Why must I feel compelled to write about everything that happens to me or my family that is even remotely out of the ordinary? For example, my wife called me at work the other morning and the first words out of her mouth were, “I had an accident.” Being that we cycle to work, I immediately thought the worst.
My mind sprinted to visions of a mangled Bike Friday and Yvonne lying in a hospital bed in a body cast (I do realize she probably wouldn’t be able to talk on a phone in this state, but you’re not really rational at that point, are you?).
Luckily her next sentence was, “I slipped coming out of the shower, landed on my elbow, and had to go to the doctor to get some stitches.” Disaster averted (not that this isn’t a disaster in its own right).
So, this barely warrants anything worth writing about, right? People slip in the shower and get stitches all the time. So why did my thoughts turn to trying to figure out what kind of angle I could take and what profoundness I could tease out of it?
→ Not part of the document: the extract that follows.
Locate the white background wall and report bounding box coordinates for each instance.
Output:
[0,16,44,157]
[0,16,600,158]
It reminds me of a sentence David Miller wrote in a blog post a while back called I want to write short stories. It starts off like this: “Even when it gets wall-punching or wineglass-throwing bad I’ll think how things we’re screaming would sound in a story.”
Writer’s curse. That’s what I’m calling it. Every goddam thing that happens I feel like I have to find the deeper meaning in it and write about it. Sometimes — probably most times — things are exactly as they seem. There is no hidden meaning. Nothing esoteric. Can I live a normal life again where things just happen and that’s that? Or am I doomed to constantly wonder how this or that “would sound in a story?”
(Oh, by the way…Merry Christmas everyone!)








{ 4 comments… read them below or add one }
I think this is all something we “suffer” from. For me, the thing I most struggle with is reading a book for fun. I feel like while I’m reading, I’m always over-analyzing everything in order to understand word choice, consider tone and rhythm, etc. So much for the days of curling up with a book just because!
Carlo, I’m the same way. It’s why we write–I think to make sense of these moments? No? Like David said, even if people are yelling etc., you can get a story out of it.
When I was a senior in High School five years ago I took a “Memoirs & Personal Writing” class–okay, so I =knew very little about writing/what it is to be a writer, but I wrote one piece about my passion for writing that ended with: “I could lose myself in any good book, but it’s in my writing that I find myself.” Sometimes, I think its kind of, well, sick that we utilize every crisis as a subject, but at the same time, it’s a coping mechanism. I don’t really comprehend the bad until I put it down on paper and dissect it. Good post – glad to know I’m not the only one who does this!
Hahaha Carlo, I know exactly what you mean. Sometimes I put myself in ridiculous situations thinking “this would make an excellent story.”
You do this so the rest of us won’t feel alone.